As long as we're talking about the Weierstrass function, consider the parallels between the following:

1) Given a lattice $\Gamma$ in $\mathbb{R}$, the quotient $\mathbb{R}/\Gamma$ is topologically a circle. One way to describe it is to write down some functions on $\mathbb{R}$ which are invariant under $\Gamma$ and consider their image. It's natural to do this by writing down some arbitrary function on $\mathbb{R}$ and then averaging over $\Gamma$, and choosing $\frac{1}{x^2}$ gives a function which is closely related to $\sin \theta$. Now the map $\mathbb{R}/\Gamma \to (\sin' \theta, \sin \theta)$ has image the real variety $x^2 + y^2 = 1$.

2) Given a lattice $\Gamma$ in $\mathbb{C}$, the quotient $\mathbb{C}/\Gamma$ is topologically a torus. One way to describe it is to write down some functions on $\mathbb{C}$ which are invariant under $\Gamma$ and consider their image. Again it's natural to do this by writing down some arbitrary function on $\mathbb{C}$ and then averaging over $\Gamma$, and choosing $\frac{1}{z^2}$ gives a function which is closely related to the Weierstrass function $\wp(z)$. Now the map $\mathbb{C}/\Gamma \to (\wp'(z), \wp(z))$ has image the complex variety $y^2 = 4x^3 - g_2 x - g_3$. (Of course, here it is much more natural to expect that this strategy works because we know that compact Riemann surfaces are algebraic.)

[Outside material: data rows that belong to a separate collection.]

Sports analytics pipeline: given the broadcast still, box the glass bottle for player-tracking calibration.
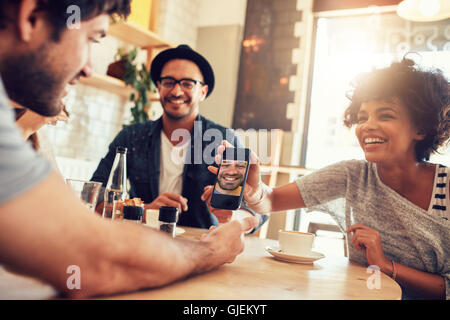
[102,147,127,219]
[158,206,178,238]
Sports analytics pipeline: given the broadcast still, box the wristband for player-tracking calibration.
[247,182,265,206]
[391,260,397,281]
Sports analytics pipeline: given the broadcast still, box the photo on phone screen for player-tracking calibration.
[211,148,250,210]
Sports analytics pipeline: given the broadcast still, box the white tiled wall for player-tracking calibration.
[46,0,200,179]
[158,0,201,48]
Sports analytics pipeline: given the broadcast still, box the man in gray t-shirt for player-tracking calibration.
[0,79,51,203]
[0,0,258,297]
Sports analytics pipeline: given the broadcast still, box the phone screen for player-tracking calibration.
[211,148,250,210]
[214,159,248,196]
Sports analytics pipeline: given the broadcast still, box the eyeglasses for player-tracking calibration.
[159,77,205,91]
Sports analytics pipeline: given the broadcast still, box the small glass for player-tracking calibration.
[123,206,144,223]
[66,179,102,211]
[158,206,178,238]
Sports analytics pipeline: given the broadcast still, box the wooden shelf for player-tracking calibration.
[80,73,159,101]
[108,21,174,49]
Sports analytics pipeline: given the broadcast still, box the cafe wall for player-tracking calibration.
[233,0,302,131]
[45,0,204,178]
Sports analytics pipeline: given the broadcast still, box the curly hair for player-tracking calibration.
[344,57,450,162]
[0,0,131,41]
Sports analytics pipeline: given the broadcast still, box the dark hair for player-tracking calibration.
[0,0,131,41]
[344,57,450,162]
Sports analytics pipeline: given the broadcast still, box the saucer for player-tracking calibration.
[266,246,325,264]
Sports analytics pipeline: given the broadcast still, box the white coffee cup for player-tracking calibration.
[278,230,314,256]
[145,209,159,229]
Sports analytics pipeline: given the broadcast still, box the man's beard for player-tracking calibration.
[161,99,195,121]
[217,175,244,190]
[0,47,65,117]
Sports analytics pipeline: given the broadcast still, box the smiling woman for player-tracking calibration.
[344,58,450,162]
[245,59,450,299]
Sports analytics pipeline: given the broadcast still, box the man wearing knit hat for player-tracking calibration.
[91,45,266,228]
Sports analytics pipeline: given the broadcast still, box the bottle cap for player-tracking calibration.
[159,206,178,223]
[123,206,144,221]
[116,147,127,153]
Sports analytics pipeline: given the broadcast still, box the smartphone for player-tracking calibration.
[211,148,250,210]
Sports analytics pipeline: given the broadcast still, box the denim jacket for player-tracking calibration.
[91,115,265,230]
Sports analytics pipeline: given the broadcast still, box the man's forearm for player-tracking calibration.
[0,174,225,297]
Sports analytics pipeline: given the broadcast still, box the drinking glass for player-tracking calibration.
[66,179,102,211]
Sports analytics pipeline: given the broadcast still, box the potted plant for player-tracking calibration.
[108,48,155,124]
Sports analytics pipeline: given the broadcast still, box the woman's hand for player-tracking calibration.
[346,224,391,272]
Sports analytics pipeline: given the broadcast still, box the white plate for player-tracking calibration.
[142,223,186,235]
[266,246,325,264]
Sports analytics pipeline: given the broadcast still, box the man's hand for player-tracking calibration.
[201,216,259,268]
[346,224,391,270]
[144,192,188,213]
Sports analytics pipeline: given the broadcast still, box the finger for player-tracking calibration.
[208,166,219,174]
[162,192,188,211]
[201,186,214,201]
[222,140,234,148]
[345,224,373,233]
[234,216,259,232]
[250,151,259,165]
[158,198,182,211]
[212,210,233,223]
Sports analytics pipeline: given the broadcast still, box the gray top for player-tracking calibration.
[296,160,450,299]
[0,79,51,204]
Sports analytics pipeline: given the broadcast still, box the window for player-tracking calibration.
[304,13,450,168]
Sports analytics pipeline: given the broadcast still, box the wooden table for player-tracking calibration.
[0,227,401,300]
[108,227,402,300]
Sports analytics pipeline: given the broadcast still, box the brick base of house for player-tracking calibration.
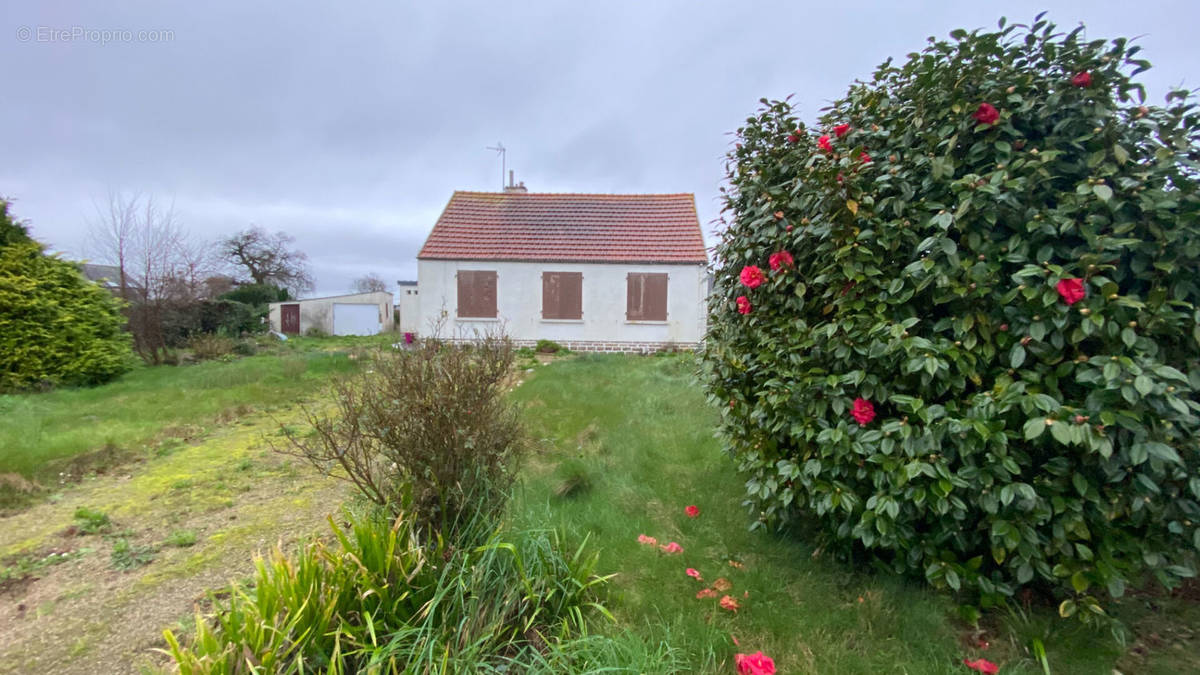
[512,340,700,354]
[439,338,700,354]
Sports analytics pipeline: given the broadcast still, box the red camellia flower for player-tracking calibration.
[962,658,1000,675]
[767,251,796,271]
[733,651,775,675]
[850,398,875,426]
[742,265,767,288]
[972,103,1000,124]
[1055,279,1087,305]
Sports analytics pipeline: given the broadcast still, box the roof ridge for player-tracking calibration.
[454,190,696,199]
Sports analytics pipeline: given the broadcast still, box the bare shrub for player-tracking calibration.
[283,338,522,537]
[187,333,234,360]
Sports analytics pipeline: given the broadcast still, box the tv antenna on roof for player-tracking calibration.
[486,141,509,192]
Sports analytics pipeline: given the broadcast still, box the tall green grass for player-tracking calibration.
[0,351,355,480]
[510,356,1196,674]
[164,515,614,675]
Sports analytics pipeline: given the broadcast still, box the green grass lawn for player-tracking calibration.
[512,356,1200,675]
[0,336,395,490]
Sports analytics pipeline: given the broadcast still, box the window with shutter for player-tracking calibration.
[625,273,667,321]
[458,270,496,318]
[541,271,583,319]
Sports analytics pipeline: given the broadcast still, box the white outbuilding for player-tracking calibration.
[418,187,708,352]
[268,291,392,335]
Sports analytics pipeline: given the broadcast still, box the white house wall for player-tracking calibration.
[418,261,708,352]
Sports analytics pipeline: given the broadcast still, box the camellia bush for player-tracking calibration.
[704,15,1200,616]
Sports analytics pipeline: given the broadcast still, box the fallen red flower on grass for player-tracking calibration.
[733,651,775,675]
[962,658,1000,675]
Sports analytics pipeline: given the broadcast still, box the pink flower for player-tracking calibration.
[767,251,796,271]
[850,398,875,426]
[1055,279,1087,306]
[733,651,775,675]
[742,265,767,288]
[971,103,1000,124]
[962,658,1000,675]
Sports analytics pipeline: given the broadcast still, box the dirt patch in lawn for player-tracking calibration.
[0,403,348,674]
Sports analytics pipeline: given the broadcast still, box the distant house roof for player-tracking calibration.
[79,263,121,287]
[416,191,708,264]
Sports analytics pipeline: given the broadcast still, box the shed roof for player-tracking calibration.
[416,191,708,264]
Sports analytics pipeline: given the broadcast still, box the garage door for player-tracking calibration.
[334,303,380,335]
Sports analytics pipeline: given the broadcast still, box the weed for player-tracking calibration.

Indeed, it's possible to view circles as "degenerate elliptic curves" in the following precise sense: every elliptic curve over $\mathbb{C}$ can be put in the form

$$x^2 + y^2 = 1 + a^4 x^2 y^2$$

for some $a \neq 0 \in \mathbb{C}$. The elliptic functions which parameterize these varieties are related to the Jacobi elliptic functions, and the above form is (essentially) Edwards normal form. As Edwards notes, one of the many conceptual advantages of this normal form is that as $a \to 0$, the group law degenerates to the angle addition formula for the sine and cosine! There is a paper by Franz Lemmermeyer which explores this degeneration from an arithmetic perspective.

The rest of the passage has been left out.